Mapala UNY, Madawirna


Istirahat selesai, pukul 12.30 kami melanjutkan perjalanan lagi. Perjalan kali ini kami cukup menghindari tebing yang langsung berhadapan dengan pantai, lebih memilih untuk mengitari bukit dan melewati ladang penduduk. Tak lama kami menemukan rumah gubuk yang ada penghuninya. Kami diberitahu jalan untuk menuju ke pantai dan ada juga meminta air tadah hujan. Selanjutnya kami menyusuri jalan setapak untuk menuju jalan lebar yang sering disebut “ratan” oleh warga sekitar. Tak lama kamipun menemukan jalan lebar yang menuju ke pantai Celaan. Namun kami memutuskan tidak memasukinya karena hari semakin sore. Kami hanya menyeberani jalan lebar tersebut. perjalanan kami teruskan untuk melewati perbukitan. Namun tak ada pilihan lain ketika telah melewati satu bukit dan bukit lagi, kami harus berjalan di lereng bukit tersebut. memutari lerang dan menuruninya. Sebenarnya kami menemui pantai yang bertebing yang bernama Serah. Namun kami terus saja berjalan untuk mengejar waktu. Pun ketika menemui bukit lagi, kami lebih memilih untuk memutarinya.
        Terasa perjalanan lebih hari ini lebih melelahkan daripada kemarin. Ditambah dengan persediaan air yang makin lama makin menipis. Terasa sekali dihari pertama sangat dimanja dengan mata air alami dan ketika hari ke dua sangat minim air. Kami memutuskan untuk istirahat terlebih dahulu untuk makan ringan dan mengistirahatkan badan. Setelah 30 menit, kami melanjutkan perjalana kembali. Terus saja kami berjalan dan ternyata kami semakin jauh dengan pantai, sampai akhirnya kami bertemu dengan bapak dan ibu yang sedang duduk-duduk di gubug mereka. Kami pun bertanya tentang jalan menuju pantai, berdasarkan jawaban bapak tersebut kami berjalan terlalu jauh dari pantai dan sebaiknya kami langsung menuju ke pemukiman mengingat waktu telah menunjukkan 15.30 wib. Sebenarnya jika kami terus berjalan melewati perbukitan kami akan bertemu dengan pantai Seruni, Tunene, dan Pok Tunggal. Namun kaki telah membawa badan untuk lebih mendekat ke desa. Jika kami berjalan keluar maka kami akan sampai di Kecamatan Tepus.
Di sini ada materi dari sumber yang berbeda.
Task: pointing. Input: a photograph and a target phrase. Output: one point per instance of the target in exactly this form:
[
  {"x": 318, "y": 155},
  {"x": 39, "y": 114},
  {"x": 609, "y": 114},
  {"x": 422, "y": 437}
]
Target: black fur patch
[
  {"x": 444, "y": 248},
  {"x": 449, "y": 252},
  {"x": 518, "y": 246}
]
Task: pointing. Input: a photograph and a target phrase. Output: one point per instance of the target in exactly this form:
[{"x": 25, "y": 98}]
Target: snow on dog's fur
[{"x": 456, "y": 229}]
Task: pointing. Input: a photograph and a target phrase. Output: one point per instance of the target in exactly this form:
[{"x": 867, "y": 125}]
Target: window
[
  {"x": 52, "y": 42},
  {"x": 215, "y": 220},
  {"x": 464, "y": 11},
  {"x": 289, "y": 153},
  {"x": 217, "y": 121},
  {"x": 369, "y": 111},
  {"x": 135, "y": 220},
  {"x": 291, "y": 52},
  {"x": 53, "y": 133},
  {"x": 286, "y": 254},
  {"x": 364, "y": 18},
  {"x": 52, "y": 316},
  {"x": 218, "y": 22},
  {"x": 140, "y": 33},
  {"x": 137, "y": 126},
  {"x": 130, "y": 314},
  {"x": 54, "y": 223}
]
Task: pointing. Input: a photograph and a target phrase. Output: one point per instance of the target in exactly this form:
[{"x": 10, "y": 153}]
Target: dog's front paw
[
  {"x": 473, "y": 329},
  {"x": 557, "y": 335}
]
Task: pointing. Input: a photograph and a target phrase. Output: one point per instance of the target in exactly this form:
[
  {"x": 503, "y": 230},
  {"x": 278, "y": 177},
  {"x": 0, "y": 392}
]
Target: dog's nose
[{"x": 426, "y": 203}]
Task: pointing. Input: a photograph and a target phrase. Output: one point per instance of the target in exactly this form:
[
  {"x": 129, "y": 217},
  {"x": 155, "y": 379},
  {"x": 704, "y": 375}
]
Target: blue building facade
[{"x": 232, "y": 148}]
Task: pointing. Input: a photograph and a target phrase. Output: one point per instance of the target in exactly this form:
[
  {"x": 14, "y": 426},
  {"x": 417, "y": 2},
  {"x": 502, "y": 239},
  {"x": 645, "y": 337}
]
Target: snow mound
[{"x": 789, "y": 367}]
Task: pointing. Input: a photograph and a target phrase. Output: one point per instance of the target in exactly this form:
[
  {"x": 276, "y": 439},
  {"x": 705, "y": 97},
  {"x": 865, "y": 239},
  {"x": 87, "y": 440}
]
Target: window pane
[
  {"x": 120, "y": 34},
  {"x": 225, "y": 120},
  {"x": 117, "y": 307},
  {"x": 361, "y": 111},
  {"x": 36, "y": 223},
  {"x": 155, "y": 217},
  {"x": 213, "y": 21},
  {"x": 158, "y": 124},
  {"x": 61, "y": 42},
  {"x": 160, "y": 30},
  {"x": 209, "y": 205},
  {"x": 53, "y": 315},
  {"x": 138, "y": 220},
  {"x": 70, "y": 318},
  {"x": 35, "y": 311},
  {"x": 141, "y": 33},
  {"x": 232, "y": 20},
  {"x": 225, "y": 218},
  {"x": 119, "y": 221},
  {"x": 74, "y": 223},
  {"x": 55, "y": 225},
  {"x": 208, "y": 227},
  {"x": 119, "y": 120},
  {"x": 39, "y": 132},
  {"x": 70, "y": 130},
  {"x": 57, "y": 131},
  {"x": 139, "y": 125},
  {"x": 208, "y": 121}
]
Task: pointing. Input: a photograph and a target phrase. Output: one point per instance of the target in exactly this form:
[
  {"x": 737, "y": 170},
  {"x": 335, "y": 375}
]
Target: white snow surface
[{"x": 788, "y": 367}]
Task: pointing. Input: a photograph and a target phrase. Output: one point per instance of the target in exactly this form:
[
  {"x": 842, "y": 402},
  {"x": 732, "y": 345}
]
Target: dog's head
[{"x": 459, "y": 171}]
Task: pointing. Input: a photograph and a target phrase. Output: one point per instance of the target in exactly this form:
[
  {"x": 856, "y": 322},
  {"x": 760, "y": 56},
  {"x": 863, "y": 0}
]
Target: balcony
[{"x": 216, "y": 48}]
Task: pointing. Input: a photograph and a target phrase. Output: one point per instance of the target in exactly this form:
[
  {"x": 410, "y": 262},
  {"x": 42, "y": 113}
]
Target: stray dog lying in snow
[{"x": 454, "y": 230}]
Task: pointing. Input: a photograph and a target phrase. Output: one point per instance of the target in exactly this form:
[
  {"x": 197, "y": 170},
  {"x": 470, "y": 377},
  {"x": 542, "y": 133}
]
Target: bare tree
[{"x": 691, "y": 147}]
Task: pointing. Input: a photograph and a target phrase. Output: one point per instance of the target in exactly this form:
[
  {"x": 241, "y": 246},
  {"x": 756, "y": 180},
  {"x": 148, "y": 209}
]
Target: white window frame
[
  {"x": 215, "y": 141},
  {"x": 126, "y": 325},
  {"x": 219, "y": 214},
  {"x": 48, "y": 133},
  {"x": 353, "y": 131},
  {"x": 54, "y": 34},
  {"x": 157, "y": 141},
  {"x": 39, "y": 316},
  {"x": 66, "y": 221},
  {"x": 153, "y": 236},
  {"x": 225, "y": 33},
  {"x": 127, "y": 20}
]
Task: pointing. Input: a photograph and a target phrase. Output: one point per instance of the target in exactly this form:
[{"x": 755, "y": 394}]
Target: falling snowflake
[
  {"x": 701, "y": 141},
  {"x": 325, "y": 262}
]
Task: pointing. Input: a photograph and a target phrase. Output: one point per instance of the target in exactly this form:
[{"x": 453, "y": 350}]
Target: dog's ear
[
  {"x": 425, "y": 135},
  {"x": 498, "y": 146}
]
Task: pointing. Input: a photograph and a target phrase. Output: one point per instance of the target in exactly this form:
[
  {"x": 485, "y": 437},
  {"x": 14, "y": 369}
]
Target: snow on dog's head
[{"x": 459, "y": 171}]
Sesuai pernyataan si Bapak, waktu tempuh keluar sekitar 1 jam dengan jarak 4 km untuk sampai di “ratan ireng”. Istilah ini menjadi kosa kata baru bagi kami apalagi yang berasal dari luar Jogja, tak khayal istilah ini sering disebut-sebut Herman, salah satu dari kami yang bersal dari Tasik. Namun kami sedikit sanksi atas pernyataan si Bapak, karena biasanya masyarakat tegalan hanya memperkirakan jarak dengan waktu sesuai kemampuan mereka berjalan yang bisa jadi 2x lipat dari kemampuan orang pada umumnya. Akhirnya kamipun memutuskan untuk berjalan keluar menuju pemukiman. Benar, ternyata kami sampai di “ratan ireng” pukul 17.00, itu berarti kami berjalan 1 jam menuruti jalan setapak, namun jika diukur jarak tersebut tidak sampai 4 km. Karena saking senengnya Herman sampai guling-guling di jalan raya sambil teriak-teriak “ratan ireng”.
     Tak habis sampai sini, “ratan ireng” belum menjadi ending perjalanan kali ini. Bisa dibilang bingung dimana kami berada, pasalnya kami tiba tepat di tugu perbatasan yang tak bernama. Seorang ibu hanya mengatakan bahwa sebelah timur masuk tepus dan sebelah barat juga termasuk tepus. Selang beberapa menit terdapat truk pengangkut pasir lewat, kami menumpang sampai pertigaan desa Mulo. Karena mobil tersebut berseberangan tujuan dengan kami sesampainya di mulo. Tepat sampai di tempat yang strategis pertigaan mulo, ada warung mi ayam langsung saja kami sikat sembari menunggu jemputan. Melihat es teh seperti melihat mata air kembali, segelas es teh bisa jadi seteguk. Setelah mobil datang dan makan selesai kami langsung loading ke mobil untuk menuju ke Krakal, pantai dimana yang menjadi tujuan utama kami. Kami masih punya lopster sayang kalau tidak dimasak. Hanya sekedar menjadi penawar rasa kecewa karna tak dapat ikan, lopster pun bisa jadi penggantinya. Padahal lopsternya Cuma satu tapi yang nunggui masak semuanya, pun masak hanya pake genteng yang diambil dari atap saung dekat pantai bumbunya pun hanya jeruk nipis, tapi semua pada doyan. Lagi-lagi berbicara seni, seni ketika makan adalah ketika makanan sebiji kecil dimakan 8 kepala orang.
        Akhirnya petang datang dan kami harus kembali ke kampus agar sampai disana tidak terlalu malam. Mobil kijang yang berisikan 9 orang termasuk supir, termasuk juga barang-barang kami seperti mampu menghipnotis kami dengan musik dangdut koplonya. Tak lama setelah mobil jalan, dengan kondisi lelah semua jadi terlelap. Namun tak demikian dengan personil yang di kursi depan, tetap masih harus berkonsentrasi dengan jalan. Bau amis kepiting, bau sepatu, dan bau badan, semua bercampur jadi satu ditambah lagi dengan jalan yang berkelok naik turun mampu mengocok perut. Untung saja tak ada yang dapat jekpot seperti pas berangkat. Dan sampailah di kampus kembali sekitar pukul 21.00 wib dengan selamat, sehat dan tanpa kurang sesuatu apapun. Dan perjalanan kali ini masih akan berlanjut di episode berikutnya.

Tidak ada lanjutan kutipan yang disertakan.